Linear Methods for Learning Dynamical Systems

Machine Learning
Exposition
Published

July 4, 2025

Victor Vasarely. *Vega-Nor*. (1969)

Overview

In this series of posts, I will record some of my notes and code snippets on estimating dynamical system from data1.

Introduction

Let’s say we have a stream of data points:

\[ X = {x_0, x_1, ..., x_n} \]

Assume further that the data points were produced by a (discrete-time)2 dynamical system of form:

\[ x_{t+1} = F(x_t) \]

where \(x_t\) is the state of the system at time \(t\) and \(F\) is the “evolution operator” that relates the current state to the next one.

Given the data, how might we try to approximate the form of \(F\)?

Dynamic Mode Decomposition

In general, \(F\) might be nonlinear. However, if \(F\) was linear, the system would admit a closed-form solution

\[ x_{t+1} \approx Ax_{t} \]

where \(A\) is a matrix and the \(x_i\) are vectors.

Assume each \(x_i\) is a column vector. We can construct two matrices

\[ X = [x_0, ..., x_{n - 1}] \]

and

\[ Y = [x_1, ... x_{n}] \]

Note that \(Y\) is \(X\) shifted over in time.
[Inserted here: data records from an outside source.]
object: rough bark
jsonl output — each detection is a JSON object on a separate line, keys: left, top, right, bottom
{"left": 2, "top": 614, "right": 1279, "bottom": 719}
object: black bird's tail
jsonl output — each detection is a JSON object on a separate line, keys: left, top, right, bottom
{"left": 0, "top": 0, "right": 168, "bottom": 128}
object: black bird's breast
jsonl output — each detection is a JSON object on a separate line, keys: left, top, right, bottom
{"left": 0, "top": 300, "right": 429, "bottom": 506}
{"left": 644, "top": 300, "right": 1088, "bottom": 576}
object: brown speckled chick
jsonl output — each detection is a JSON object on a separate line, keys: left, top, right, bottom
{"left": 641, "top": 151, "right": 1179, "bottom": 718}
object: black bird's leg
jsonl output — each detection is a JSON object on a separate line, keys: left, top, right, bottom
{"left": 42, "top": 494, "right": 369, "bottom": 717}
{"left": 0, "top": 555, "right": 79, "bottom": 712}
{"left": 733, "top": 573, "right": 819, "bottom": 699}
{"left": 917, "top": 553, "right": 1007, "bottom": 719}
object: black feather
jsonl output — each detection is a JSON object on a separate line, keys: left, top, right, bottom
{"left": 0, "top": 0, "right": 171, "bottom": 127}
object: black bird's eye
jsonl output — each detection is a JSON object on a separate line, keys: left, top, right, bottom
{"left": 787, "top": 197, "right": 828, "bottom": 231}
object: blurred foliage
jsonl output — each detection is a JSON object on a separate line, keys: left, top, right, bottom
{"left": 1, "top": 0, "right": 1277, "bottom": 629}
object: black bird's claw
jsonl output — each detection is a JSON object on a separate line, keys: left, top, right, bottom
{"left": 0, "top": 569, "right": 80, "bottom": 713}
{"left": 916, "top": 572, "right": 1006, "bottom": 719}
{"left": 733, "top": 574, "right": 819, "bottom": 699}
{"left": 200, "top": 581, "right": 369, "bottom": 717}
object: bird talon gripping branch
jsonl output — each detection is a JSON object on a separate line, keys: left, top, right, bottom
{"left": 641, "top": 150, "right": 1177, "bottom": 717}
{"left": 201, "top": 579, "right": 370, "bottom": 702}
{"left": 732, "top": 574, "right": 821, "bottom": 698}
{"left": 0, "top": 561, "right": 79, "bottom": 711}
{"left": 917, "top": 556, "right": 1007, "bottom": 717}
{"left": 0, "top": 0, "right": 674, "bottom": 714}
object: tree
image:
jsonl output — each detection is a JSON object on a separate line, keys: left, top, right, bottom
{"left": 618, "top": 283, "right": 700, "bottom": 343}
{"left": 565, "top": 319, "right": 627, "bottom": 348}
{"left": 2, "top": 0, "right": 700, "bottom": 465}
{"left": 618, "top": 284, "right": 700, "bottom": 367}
It can be shown3 that the best-fit operator satisfies

\[ A_{opt} = \text{argmin}_{A} || Y - AX ||_{fro} = YX^{\dagger} \]

where \(||\cdot||_{fro}\) is the Frobenius norm and \(X^{\dagger}\) is the pseudoinverse of \(X\). Furthermore, the best rank-\(k\) approximation for \(A_{opt}\) is given by truncating \(U\), \(S\), and \(V\) (keeping the first \(k\) columns).

In essence, we are breaking our state data \(x_t\) down into its dominant modes. That is, we want to compute the spectral decomposition of \(x_t\) such that:

\[ x_t = \sum_{j=0}^k \phi_{j}\lambda_{j}^{t}b_j = \Phi \Lambda b \]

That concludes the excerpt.